Hay muchas razones por las que la amistad está en declive, y como sociedad nos resulta cada vez más difícil desperdiciar tiempo con personas, pero quiero destacar tres realidades en particular. Primero, vivimos en la era de la productividad extrema. Se nos dice que nunca desperdiciemos el tiempo. Se nos dice que cada segundo es valioso y que, si no exprimimos la mayor producción posible de cada día, entonces estamos desperdiciando nuestras vidas. Segundo, nuestra sociedad se ha organizado de tal manera que el aislamiento es más normal que la comunidad. Valoramos enormemente las casas con privacidad. Queremos el menor contacto posible con los vecinos. Por la mañana nos aislamos en el automóvil, manejamos lejos de casa, trabajamos frente a pantallas, luego volvemos a subirnos al coche y regresamos a una casa lejos del trabajo. Cuando caminamos, nos ponemos audífonos y nos perdemos en la música o en podcasts en lugar de hablar con las personas que nos rodean. Además, hay muy poca superposición entre nuestras relaciones en el trabajo, en el hogar y en la vida social, lo cual hace aún más difícil pasar largos periodos de tiempo con alguien, incluso con la familia. Y tercero, nuestros teléfonos y otras pantallas siempre presentes son como una sirena constante que nos invita a escapar al mundo digital en cuanto estamos libres de obligaciones o aparece el menor indicio de aburrimiento. Antes escapábamos del aburrimiento y desperdiciábamos el tiempo junto a un amigo. Ahora escapamos y desperdiciamos el tiempo a solas, acompañados de píxeles e imágenes que imitan la realidad, pero que están muy lejos de la carne y la sangre.

¿Cuál es la solución a todo esto? Es el señorío de Jesucristo. Eso significa adoptar sus prioridades. Él nos manda a amar a otros más que a nosotros mismos. Si de verdad queremos seguirlo, debemos cerrar sesión en las redes sociales, llamar a un amigo y pedirle que se reúna con nosotros para compartir una comida. Si amamos a Cristo, debemos apartar un sábado para estar con amigos en lugar de trabajar. Y si estamos sometidos a Jesús, debemos estar regularmente con su iglesia. Deberíamos considerar vivir cerca de la iglesia, usar nuestro hogar para convivir con otros creyentes y aprovechar cada oportunidad para pasar tiempo con quienes comparten nuestro amor por Cristo. Y, en ocasiones, debemos hacer todo esto sin una agenda. Debemos estar con las personas simplemente por el hecho de estar con ellas. Dejemos que la obra del tiempo, incluso del tiempo aparentemente desperdiciado, produzca su buen efecto. Seamos pacientes. Observemos cómo Cristo obra a través de nuestros esfuerzos modestos por amar. Los resultados podrían ser más extraordinarios de lo que imaginamos.

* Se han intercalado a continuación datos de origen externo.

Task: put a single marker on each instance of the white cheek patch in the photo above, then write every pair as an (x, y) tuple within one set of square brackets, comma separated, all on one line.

A principios de este año, Keith y yo pasamos una semana juntos en la costa de Oregón, jugando golf, compartiendo comidas y conversando hasta altas horas de la noche. Nuestra última noche allí, hablamos de cuánto significaba nuestra amistad el uno para el otro. Nos dimos cuenta de que, en esas incontables horas juntos, nos habíamos ayudado mutuamente a conocer más a Cristo. No fue porque fuéramos personas piadosas. Para nada. Sino porque fuimos reales el uno con el otro, y en esa amistad auténtica, forjada al desperdiciar tiempo juntos, aprendimos a apreciarnos como compañeros seguidores de Cristo. Y al apreciarnos mutuamente, dimos gracias al Dios que nos dio el don de la amistad.